By C.S. Lewis/ The Lion the Witch and the Wardrobe
My Dear Lucy,
I wrote this story for you, but when I began it I had not realized that girls grow quicker than books. As a result you are already too old for fairy tales, and by the time it is printed and bound you will be older still. But some day you will be old enough to start reading fairy tales again. You can then take it down from some upper shelf, dust it, and tell me what you think of it. I shall probably be too deaf to hear, and too old to understand, a word you say, but I shall still be
your affectionate Godfather,C.S. Lewis
I could never endeavor to write such striking prose, but I have often lain awake at night wondering who, if I should ever finish and publish a book I should dedicate it to. Here are a few samples, varying mostly by mood.
~I dedicate this book to my sister Tiffany, as pay back for all those chapters of disjointed stories, the half poems, excerpts and snitches I have made you read. You did it grudgingly but I appreciate it none the less.

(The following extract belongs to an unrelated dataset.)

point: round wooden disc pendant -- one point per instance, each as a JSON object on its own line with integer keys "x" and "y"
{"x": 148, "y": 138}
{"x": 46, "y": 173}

~I was going to dedicate this book to family, but I am not speaking to them at present. Then I was going to dedicate it to my dog, but he ate a page of my manuscript. Then I was going to dedicate it to the hamster, which we bought for my little brother but has to live with me to avoid the cat, but he is running on that stupid little wheel and its driving me crazy. Then I thought why not dedicate it to you, my reader, whom I cannot yet dislike because I have never met you. But then I thought what if you did not buy my book? And so, this book is dedicated to no one.
As you can see, it is best not to write dedications during heightened emotion. However, as one of my favorite Bible School Presidents often says, I said all that to say this.
This blog is dedicated to whomever reads it. To those who like it, dislike it, don't understand it, or just don't care. Also to those, who never read it, but share my sentiments, and my passion for the written word. It is dedicated to dreamers, authors, poets, artist, and to the people who feel, that though they themselves are not artists, they can at least appreciate art.You who are the starving artist, and you who buy ridiculously priced art, so that the artist will not starve. To you.